Pour en apprendre davantage sur les actions entreprises pour
lutter contre ce triste phénomène, consultez le Plan
d’action gouvernemental 2021-2026 en réponse aux recommandations de la
Commission spéciale sur l’exploitation des mineurs, élaboré par le ministère
de la Sécurité publique et dont le ministère de la Justice est responsable de
plusieurs mesures.
Pour terminer, afin d’éclaircir davantage ce délicat et
troublant sujet, je vous propose quelques définitions en lien avec l’exploitation
sexuelle des mineurs.
À très bientôt!
Marie-Andrée, avocate
Conseillère et porte-parole du Ministère
Lexique sommaire de l’exploitation sexuelle
Prostitution
La prostitution est le fait d’offrir des services sexuels
contre rétribution, généralement de l’argent, mais parfois en services, en
drogues, etc. Sont également considérés comme de la prostitution les services
sexuels offerts sur le Web par le biais d’une caméra. Bien que certaines
personnes décident de faire de la prostitution, la plupart du temps, les
personnes prostituées sont sous l’emprise d’un exploiteur qui leur soutire des
profits pour son compte personnel, pour un gang de rue ou pour le crime
organisé.
Exploiteur
Un exploiteur est une personne qui oblige par différents
moyens une autre personne à offrir des services sexuels et qui, le plus
souvent, s’octroie une partie ou la totalité de ses gains. Il use souvent de manipulation
et de violence physique, psychologique ou sexuelle pour garder le contrôle sur
sa ou ses victimes.
Ces personnes peuvent prendre plusieurs formes :
- le conjoint ou la conjointe
- un ami ou une amie
- un « protecteur » ou une
« protectrice »
- un ou une pimp (terme anglophone pour
proxénète)
- un ou une proxénète
- un trafiquant ou une trafiquante
- un sugar daddy
- etc.
Traite de personnes
La traite de personnes implique le recrutement, le
transport, le transfert, la réception, la détention, la dissimulation ou l’hébergement
de personnes ou encore l’exercice d’un contrôle, d’une direction ou d’une
influence sur leurs mouvements dans le but de les exploiter ou de faciliter
leur exploitation. On peut parler d’une forme d’esclavage moderne.

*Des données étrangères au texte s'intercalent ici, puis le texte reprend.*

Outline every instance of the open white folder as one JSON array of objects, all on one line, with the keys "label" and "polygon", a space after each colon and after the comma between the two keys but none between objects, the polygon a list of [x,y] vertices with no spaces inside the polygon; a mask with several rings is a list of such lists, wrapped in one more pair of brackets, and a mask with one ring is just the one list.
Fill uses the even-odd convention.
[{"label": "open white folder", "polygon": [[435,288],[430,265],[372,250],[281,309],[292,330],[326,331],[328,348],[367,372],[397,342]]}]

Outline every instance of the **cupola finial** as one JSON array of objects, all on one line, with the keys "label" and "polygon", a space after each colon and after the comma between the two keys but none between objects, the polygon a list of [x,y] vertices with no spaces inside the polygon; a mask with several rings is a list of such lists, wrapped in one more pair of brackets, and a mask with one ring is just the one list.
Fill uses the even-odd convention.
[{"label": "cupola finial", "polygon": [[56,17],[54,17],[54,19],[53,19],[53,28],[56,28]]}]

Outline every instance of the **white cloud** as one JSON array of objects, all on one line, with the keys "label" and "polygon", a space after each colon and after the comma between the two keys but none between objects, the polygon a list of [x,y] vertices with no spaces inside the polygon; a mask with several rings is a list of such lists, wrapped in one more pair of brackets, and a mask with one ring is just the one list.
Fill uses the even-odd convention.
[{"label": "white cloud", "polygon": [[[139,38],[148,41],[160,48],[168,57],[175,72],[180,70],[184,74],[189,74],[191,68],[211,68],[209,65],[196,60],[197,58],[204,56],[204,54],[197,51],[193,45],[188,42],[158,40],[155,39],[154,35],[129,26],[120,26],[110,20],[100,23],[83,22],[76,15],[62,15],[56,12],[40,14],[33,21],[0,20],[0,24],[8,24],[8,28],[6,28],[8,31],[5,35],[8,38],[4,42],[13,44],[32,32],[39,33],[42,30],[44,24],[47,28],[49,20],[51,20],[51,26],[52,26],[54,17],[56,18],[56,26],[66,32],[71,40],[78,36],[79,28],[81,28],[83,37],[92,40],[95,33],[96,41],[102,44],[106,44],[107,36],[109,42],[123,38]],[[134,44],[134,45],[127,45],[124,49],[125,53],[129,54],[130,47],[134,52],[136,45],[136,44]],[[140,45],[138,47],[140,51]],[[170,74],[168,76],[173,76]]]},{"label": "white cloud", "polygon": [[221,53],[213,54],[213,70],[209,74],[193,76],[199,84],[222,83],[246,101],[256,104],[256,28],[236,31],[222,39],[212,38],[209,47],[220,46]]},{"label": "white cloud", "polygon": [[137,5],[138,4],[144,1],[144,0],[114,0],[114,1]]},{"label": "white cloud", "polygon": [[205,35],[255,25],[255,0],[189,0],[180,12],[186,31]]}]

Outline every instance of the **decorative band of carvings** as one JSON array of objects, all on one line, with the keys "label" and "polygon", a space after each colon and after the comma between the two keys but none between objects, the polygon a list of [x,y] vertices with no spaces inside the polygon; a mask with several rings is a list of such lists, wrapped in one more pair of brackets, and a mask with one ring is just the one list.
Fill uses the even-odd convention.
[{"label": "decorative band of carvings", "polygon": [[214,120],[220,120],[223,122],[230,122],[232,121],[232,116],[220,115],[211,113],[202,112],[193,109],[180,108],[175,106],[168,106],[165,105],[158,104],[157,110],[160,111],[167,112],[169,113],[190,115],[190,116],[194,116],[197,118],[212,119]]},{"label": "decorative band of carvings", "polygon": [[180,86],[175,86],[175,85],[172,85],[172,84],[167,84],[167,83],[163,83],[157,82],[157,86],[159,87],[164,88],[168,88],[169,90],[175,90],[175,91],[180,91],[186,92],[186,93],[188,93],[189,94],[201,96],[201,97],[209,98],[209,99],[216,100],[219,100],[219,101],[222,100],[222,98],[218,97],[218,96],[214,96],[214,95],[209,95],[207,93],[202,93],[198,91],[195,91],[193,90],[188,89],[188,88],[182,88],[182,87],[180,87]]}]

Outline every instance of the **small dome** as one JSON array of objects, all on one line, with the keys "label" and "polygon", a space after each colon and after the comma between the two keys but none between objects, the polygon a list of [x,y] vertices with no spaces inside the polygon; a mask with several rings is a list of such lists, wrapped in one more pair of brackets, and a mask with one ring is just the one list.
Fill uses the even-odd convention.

Ce phénomène n’implique pas forcément de déplacer les
personnes dans une autre ville ou un autre pays. Or, il arrive malheureusement
que des enfants ou des adolescents soient achetés dans des pays étrangers et
que la transaction soit déguisée en mariage, en offre de travail au pair ou en
mentorat, par exemple. Ce phénomène représente environ 10 % des cas de
traite provenant d’un autre pays au Canada.
Marchandisation des
activités sexuelles
Le Code criminel
proscrit la marchandisation des activités sexuelles. Toutefois, depuis l’adoption
de la Loi
sur la protection des collectivités et des personnes victimes d’exploitation,
les personnes prostituées sont protégées de poursuites criminelles lorsqu’il s’agit
de leurs propres services sexuels.
La marchandisation de services sexuels correspond notamment
à l’achat de services sexuels ainsi qu’à toute communication à cette fin. Elle
implique aussi le fait d’offrir, de rendre ou d’obtenir des services sexuels dans
un endroit public comme une garderie, un terrain d’école ou un terrain de jeu.
La marchandisation inclut également le fait de faire
sciemment de la publicité pour offrir des services sexuels moyennant
rétribution (Web et autres).
Pornographie juvénile
La pornographie juvénile est une
forme d’exploitation sexuelle des personnes mineures. Elle s’incarne par le
fait qu’une personne visionne, possède, produit ou distribue (sur Internet ou
par un autre moyen) du matériel (photos, vidéos, audio, écrit) représentant des
parties du corps de personnes mineures aux fins de satisfaction sexuelle, ou
représentant des personnes mineures se livrant à une activité sexuelle.
De même, le partage d’images intimes d’une personne sans son
consentement est également considéré comme de la possession de pornographie.